# Washing before sheering



## PyrOfTheFlock (Apr 1, 2014)

I've been working on a new project since last year on trying to find new ways to use the wool without having the expensive tools you need to process it, like a spinning wheel. I've always loved the look of those sheep hide pillows and throws that are just oh so fluffy and soft looking but I would never consider skinning a sheep or any animal, ever. So as an experiment I took some of the old, unwashed wool from last year's shearing and started to latchhook it into some burlap material I got at a craft store, the little locks that are already naturally there are the perfect size for this. The only problem is, how can I wash the wool without ruining these perfect locks or destroying the "natural sheepskin/fleece" look of the pillow. I know if I wash it once i've sheared it I will have to card it because the locks will be matted or frizzy, and I've tried to do it that way but it just doesn't work, the wool doesn't hold together and doesn't give the same look. Does anyone know if I can wash the wool while it is still on the sheep? They also have a lot of cockleburs this year due to the hay we bought. I want the wool clean but I also don't want to ruin the way it looks right after shearing it off of the sheep. Any help is appreciated!


----------



## SheepGirl (Apr 1, 2014)

If you choose to wash the sheep before shearing, you need to make sure the sheep is completely dry before shearing. Shearing wet wool is very difficult and also poses an electrocution concern. Semi damp with wool however isn't much of an issue.

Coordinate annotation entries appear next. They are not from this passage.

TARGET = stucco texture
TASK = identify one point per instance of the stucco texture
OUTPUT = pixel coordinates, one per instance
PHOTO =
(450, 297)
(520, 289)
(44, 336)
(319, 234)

keep in mind though that the wool when washed on the sheep will look stringy. I have a photo on my computer when I washed my lambs years ago but I'm on my phone right now so I will have to upload it when I get on my computer. You also need to make sure you get all the soap out or the wool will look funny.


----------



## Elyssia001 (Apr 1, 2014)

Can you wash it AFTER you latch hook it into the burlap?


----------



## PyrOfTheFlock (Apr 1, 2014)

Ok, SheepGirl, I'd love to see the pictures if you are willing to post them!

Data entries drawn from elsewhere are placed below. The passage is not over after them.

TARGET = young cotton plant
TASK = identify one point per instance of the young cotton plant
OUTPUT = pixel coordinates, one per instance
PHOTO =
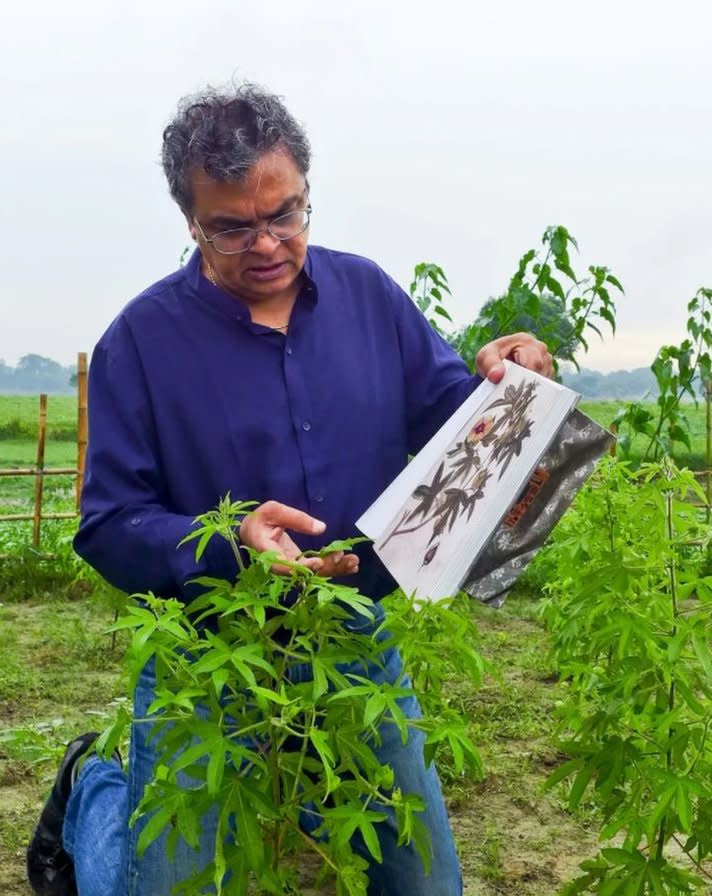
(630, 609)
(265, 701)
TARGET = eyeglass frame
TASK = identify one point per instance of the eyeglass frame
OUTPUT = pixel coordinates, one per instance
(256, 231)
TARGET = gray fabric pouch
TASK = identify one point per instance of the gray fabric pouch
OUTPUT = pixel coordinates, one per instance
(560, 473)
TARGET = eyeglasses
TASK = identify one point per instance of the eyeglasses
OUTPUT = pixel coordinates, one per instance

Elyssia001, if I wash it after it is on the burlap I am afriad the wool will matt and I will have to brush it to make it fluffy again, this will probably end up pulling a lot of the fleece out and my pillow will become bald. If it's on the sheep, I can brush it with out it really going anywhere and it will probably form back into locks once it's dry which are the easiest to latch hook and look more natural.


----------



## SheepGirl (Apr 1, 2014)

Okay here is a photo of a lamb I washed... I'm not sure how long it had been since she had been washed but she had gotten pretty dirty since then!  Notice how her wool is really stringy and also the lanolin had been washed out so her fleece lost its waterproof qualities for a couple days. Just something to keep in mind.

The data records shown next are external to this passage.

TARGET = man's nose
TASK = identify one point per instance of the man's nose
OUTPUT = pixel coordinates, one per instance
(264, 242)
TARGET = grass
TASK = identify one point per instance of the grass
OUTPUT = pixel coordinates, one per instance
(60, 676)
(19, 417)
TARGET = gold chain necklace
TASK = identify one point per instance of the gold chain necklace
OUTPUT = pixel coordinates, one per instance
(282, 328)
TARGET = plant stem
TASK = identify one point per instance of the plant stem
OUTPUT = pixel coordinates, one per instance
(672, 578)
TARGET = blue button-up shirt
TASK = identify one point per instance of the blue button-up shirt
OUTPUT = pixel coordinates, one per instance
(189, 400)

https://www.flickr.com/photos/sheepluvr/3913973776/


----------



## PyrOfTheFlock (Apr 1, 2014)

She is cute! How did you wash her? Did you just spray her down with a hose or did you actually scrub her wool with your hands?


----------



## SheepGirl (Apr 4, 2014)

I sprayed her with a hose and then i think i used dawn dish soap and worked it into her fleece. I used the hose again to rinse it out and tada she was clean lol. Took her 2 to 3 days to dry; she had thick dense wool.


----------



## PyrOfTheFlock (Apr 4, 2014)

Ok! I will try that on one of my sheep with shorter wool, a white one to see how clean I can get it, lol. I can't wait till it's warm enough to try this!


----------